Sunday, April 27, 2014
Been, Madar, & McDonnell on Urban Land‐Use Regulation: Are Homevoters Overtaking the Growth Machine?
Vicki Been (NYU), Josiah Madar (NYU), and Simon Thomas McDonnell (NYU) have published an intriguing new article, Urban Land‐Use Regulation: Are Homevoters Overtaking the Growth Machine?, in the latest issue of the Journal of Empirical Legal Studies. Here is the abstract:
The leading theory about urban land-use regulation argues that city zoning officials are full partners in the business and real estate elite's “growth machine.” Suburban land-use officials, in contrast, are thought to cater to the interests of the majority of their electorate—“homevoters.” A unique database regarding over 200,000 lots that the New York City Planning Commission considered for rezoning between 2002 and 2009 allows us to test various hypotheses suggested by these competing theories of land-use regulation. Our analysis reveals that homevoters are more powerful in urban politics than scholars, policymakers, and judges have assumed.
It is a definite "must read" for land use law folks.
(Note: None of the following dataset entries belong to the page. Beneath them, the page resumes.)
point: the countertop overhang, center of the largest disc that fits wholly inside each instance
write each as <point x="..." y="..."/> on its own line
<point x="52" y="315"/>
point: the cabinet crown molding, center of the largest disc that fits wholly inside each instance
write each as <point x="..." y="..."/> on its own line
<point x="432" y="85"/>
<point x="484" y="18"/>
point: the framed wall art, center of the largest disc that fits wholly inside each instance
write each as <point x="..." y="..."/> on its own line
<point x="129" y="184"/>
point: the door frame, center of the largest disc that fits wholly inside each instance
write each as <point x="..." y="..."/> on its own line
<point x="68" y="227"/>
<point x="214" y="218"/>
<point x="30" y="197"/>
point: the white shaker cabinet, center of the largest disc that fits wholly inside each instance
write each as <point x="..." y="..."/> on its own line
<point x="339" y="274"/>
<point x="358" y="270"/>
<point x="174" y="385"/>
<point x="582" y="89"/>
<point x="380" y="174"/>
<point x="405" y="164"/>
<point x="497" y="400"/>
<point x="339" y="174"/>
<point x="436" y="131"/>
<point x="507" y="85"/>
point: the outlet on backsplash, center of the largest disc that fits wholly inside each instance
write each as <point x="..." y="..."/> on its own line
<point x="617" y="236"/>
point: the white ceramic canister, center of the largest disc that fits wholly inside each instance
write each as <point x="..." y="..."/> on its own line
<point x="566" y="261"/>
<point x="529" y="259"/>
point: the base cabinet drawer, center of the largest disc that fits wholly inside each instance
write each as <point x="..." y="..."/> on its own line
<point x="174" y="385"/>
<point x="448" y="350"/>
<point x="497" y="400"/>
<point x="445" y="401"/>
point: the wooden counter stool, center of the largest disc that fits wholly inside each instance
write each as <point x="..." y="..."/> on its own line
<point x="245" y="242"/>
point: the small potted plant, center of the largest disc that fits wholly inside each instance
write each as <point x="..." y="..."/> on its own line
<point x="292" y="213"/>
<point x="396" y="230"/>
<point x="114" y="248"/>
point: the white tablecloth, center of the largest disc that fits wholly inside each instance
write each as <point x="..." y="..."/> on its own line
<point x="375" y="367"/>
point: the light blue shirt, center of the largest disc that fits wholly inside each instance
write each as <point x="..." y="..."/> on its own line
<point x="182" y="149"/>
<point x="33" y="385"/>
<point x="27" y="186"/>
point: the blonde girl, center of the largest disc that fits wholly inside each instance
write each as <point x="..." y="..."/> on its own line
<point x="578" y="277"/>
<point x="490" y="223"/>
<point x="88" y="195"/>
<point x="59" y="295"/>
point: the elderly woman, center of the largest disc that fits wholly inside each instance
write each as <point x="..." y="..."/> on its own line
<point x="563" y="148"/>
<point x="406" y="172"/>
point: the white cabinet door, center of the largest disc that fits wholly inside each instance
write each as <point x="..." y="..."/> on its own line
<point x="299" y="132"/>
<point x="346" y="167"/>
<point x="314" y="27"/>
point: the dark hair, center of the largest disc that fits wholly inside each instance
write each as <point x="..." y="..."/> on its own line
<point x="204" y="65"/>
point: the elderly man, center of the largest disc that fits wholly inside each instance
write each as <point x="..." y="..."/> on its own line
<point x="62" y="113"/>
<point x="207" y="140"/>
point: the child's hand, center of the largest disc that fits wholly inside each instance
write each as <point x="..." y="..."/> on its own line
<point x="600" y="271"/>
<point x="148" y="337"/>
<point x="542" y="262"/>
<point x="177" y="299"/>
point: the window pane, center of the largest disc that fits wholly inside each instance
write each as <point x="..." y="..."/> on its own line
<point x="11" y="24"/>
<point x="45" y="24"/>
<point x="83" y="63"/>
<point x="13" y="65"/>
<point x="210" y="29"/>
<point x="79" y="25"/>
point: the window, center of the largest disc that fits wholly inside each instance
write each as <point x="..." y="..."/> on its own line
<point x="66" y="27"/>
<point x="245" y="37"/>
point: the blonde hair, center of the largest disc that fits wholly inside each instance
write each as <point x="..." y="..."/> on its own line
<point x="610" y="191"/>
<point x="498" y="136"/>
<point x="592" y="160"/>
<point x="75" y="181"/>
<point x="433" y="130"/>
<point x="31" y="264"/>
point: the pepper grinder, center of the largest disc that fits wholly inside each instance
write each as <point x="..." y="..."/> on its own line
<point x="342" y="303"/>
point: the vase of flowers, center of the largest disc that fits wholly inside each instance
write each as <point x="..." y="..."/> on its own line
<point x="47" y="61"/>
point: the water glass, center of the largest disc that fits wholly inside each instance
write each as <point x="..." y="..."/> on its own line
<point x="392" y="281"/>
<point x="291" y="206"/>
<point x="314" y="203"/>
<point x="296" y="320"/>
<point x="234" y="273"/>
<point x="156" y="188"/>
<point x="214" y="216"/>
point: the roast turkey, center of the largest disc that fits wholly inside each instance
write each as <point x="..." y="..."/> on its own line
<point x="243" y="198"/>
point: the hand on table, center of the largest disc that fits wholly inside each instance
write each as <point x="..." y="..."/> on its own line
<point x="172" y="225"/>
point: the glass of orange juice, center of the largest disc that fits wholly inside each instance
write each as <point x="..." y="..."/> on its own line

Here is one more teaser from the conclusion:
Our results provide significant evidence that the land-use politics of large cities are not as different from those of the suburbs as theorists, policymakers, and judges have assumed. The fact that a city like New York, with its unusually low homeownership rate, strong real estate and business interests, and ardent embrace of the benefits of agglomeration economics, nevertheless downzoned 6 percent of its lots (and put another 15 percent in a category that likely will function as a downzoning) in less than a decade is remarkable.